In order to cache files larger than 20MB, Fastly expects customers who use streaming misses to use segmented caching. Anything larger than that gets broken down into smaller chunks. When Fastly wants the data from us, it will add a Range header specifying which bytes we should respond with. Fastly will then serve the request after reconstructing the file from various chunks. Our caching proxies also use the value of the Range header in the caching key to avoid requesting the full file over and over again from the master server as well.

While great for caching, many concurrent range MISSes can turn what would be a sequential file read into scattered, random reads. It wouldn't matter with SSD or NVMe, but as the repository is stored on HDDs, when combined with streaming misses, it can turn cold transfer speed into min(network bottleneck, ZFS random-read bottleneck).

Counterintuitively, you may improve your download speeds by aborting the ongoing Flatpak operation and starting it again. While the initial request was slow, there's a non-zero chance it went through all the caching layers and it will become a cache hit in the meantime. Flatpak

Let's talk Flatpak. When installing or upgrading applications, Flatpak will try to use delta files. A typical delta is an update file that contains only the difference between versions. There are also from-scratch deltas, which effectively are an archive with all files required to install an app from scratch, thus the name.

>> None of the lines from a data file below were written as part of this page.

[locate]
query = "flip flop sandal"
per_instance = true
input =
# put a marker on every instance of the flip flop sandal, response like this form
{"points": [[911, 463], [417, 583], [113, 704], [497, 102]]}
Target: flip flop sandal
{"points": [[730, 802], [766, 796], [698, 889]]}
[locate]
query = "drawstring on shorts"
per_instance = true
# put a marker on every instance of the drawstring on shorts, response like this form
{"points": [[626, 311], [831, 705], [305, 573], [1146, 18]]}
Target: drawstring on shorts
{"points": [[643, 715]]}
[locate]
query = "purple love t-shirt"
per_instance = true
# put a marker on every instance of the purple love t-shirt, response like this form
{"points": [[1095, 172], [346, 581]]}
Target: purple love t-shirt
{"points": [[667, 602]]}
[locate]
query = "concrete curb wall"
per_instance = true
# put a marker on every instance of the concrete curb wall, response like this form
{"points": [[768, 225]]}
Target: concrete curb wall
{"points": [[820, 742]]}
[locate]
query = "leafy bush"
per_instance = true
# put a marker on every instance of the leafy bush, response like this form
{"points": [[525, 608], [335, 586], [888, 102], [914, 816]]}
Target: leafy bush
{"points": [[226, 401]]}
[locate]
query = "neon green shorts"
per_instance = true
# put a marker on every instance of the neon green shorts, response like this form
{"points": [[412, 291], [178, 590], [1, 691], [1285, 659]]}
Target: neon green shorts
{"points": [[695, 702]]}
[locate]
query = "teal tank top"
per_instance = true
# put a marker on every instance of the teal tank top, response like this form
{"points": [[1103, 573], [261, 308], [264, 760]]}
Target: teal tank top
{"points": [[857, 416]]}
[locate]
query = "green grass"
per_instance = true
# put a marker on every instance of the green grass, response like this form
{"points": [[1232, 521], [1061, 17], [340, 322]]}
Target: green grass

Flathub generates a single upgrade delta and a from-scratch delta for the latest version. Delta generation is an expensive process in terms of disk reads and writes, but also disk space. Because our ZFS setup isn't exactly the fastest, generating more delta files also affects how quickly we can publish an update. Yes, in theory we could be doing this out of band but we don't. In hindsight, Titanic wasn't unsinkable after all.

What happens if you are not updating often enough? A lot of suffering. Flatpak will download each missing file between the version you are on and the one you want to upgrade to, separately. This is an almost certain cache miss causing even more random seeks on the master server. At this point Flatpak would be better off downloading the from-scratch delta but it can't. The behaviour is controlled by OSTree, which doesn't offer any knobs to affect it. It is the right choice if the goal is to limit the bandwidth used by the client to fetch updates, but an incredibly bad one for anyone on a reliable connection; downloading a single large file is almost always faster than fetching multiple smaller ones.

What do? Some brave soul could fix OSTree to apply a better heuristic on when to use from-scratch deltas for upgrades, or at least make it expose an API that lets Flatpak choose. For the rest of us mere mortals, we can only update regularly or wait patiently for the update to finish.